Recently I was staring at my old baking sheet and marveled at its smooth, nonstick surface. It's not due to a Teflon coating or an anodized finish. Rather, food doesn't stick to it because it's been in continuous use for 40 years.
It's an Ekco, perhaps from 1972 as best Mom can recall. A sheet of steel that was probably stamped out in a Rust Belt factory just like thousands of others. It has a brother--a round sheet that's pretty battered and beaten but can still cook a pizza. When I was a kid this baking sheet was used to make biscuits and cinnamon rolls and cookies and lots of other baked goods. Since it was handed down to me in the mid-90s, I've used it for those purposes as well as a million other things. Yesterday it was used to heat up frozen crab legs dusted with a little Old Bay seasoning.

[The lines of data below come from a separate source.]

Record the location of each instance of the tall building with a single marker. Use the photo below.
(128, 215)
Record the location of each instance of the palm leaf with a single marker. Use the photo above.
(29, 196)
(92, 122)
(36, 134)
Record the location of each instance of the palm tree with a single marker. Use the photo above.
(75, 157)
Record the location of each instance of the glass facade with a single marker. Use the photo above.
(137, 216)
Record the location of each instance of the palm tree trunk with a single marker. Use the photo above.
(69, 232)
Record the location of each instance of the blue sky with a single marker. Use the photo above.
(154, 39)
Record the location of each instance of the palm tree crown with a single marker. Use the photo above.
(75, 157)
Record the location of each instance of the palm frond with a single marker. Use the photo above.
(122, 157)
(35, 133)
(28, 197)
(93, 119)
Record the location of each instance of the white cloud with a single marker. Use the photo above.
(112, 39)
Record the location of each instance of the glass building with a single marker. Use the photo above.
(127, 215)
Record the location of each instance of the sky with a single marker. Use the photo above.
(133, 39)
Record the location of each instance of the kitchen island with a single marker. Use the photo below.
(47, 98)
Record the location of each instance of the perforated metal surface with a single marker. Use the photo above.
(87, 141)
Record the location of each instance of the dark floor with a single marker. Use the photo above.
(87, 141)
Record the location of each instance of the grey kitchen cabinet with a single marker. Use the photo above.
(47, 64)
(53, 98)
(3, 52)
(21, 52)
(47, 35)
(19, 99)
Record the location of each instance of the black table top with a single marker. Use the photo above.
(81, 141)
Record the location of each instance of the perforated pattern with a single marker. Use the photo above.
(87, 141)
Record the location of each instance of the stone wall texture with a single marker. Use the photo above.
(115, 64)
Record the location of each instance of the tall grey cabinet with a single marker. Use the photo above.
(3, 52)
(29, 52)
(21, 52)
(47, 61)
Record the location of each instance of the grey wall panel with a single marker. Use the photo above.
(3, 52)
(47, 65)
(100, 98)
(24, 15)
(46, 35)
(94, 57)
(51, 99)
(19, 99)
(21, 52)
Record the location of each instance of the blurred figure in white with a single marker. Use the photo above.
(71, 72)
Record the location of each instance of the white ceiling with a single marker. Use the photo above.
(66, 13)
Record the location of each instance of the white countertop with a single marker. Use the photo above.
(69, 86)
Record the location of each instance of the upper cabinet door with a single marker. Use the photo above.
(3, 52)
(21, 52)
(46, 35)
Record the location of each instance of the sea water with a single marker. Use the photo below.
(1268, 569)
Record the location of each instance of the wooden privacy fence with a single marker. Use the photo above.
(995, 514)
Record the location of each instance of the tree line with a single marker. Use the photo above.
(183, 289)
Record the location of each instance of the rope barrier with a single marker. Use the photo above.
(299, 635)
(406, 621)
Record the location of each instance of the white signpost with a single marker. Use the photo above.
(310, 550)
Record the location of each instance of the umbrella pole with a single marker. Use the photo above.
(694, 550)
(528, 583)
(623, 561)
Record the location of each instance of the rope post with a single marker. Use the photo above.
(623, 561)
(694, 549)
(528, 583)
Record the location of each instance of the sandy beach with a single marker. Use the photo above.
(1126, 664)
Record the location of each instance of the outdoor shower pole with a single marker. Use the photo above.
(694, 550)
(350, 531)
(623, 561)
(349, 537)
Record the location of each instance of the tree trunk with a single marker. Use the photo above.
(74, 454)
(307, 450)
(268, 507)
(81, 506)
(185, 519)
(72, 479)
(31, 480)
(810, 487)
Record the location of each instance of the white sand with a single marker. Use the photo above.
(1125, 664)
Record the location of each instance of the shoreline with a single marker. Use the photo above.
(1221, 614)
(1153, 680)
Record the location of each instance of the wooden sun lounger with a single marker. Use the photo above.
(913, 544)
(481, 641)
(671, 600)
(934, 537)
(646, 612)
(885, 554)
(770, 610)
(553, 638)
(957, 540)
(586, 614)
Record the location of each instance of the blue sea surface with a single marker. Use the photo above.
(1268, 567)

It was difficult to get a good shot of the cooking surface, since you're looking at black on black. So I took it outside and first snapped a shot of the bottom. Not quite as seasoned, but there's nothing shiny or gray. A little rust here and there.
Despite four decades of use the baking sheet isn't warped or bent, and it doesn't have any holes from rust or damage. It won't last forever, but it's certainly performed far beyond what anyone could have imagined.
When you're photographing something that is dark, it helps to go with brighter light, and you can't get a lot brighter than the sun on a clear day. In this picture you can see some of the patterns in the patina, but more significantly the nonstick coating that has built up over the years allowed me to see my own reflection. A white t-shirt, a big SLR camera over my face, and the blue sky behind me.
This pan and a few bowls and other items are remnants from my parents' wedding in 1972 and early years together before I came along in 1976. Sunday they celebrated their 40th wedding anniversary. As I gaze into my reflection in this otherwise unremarkable piece of metal, I know that I'm in the pan and the pan is in me. The food cooked on it allowed me to grow up and build bone and muscle, and every meal meant a few iron atoms that strayed from the pan to the food to my bloodstream. Likewise, I've burned myself on the pan many times, adding my own contribution to the patina of the lip and edges.
There's a lot of enthusiasm about that which is new and exciting and sparkly, but there's also a great deal to be said for that which is still going strong after so many years and shows no signs of stopping.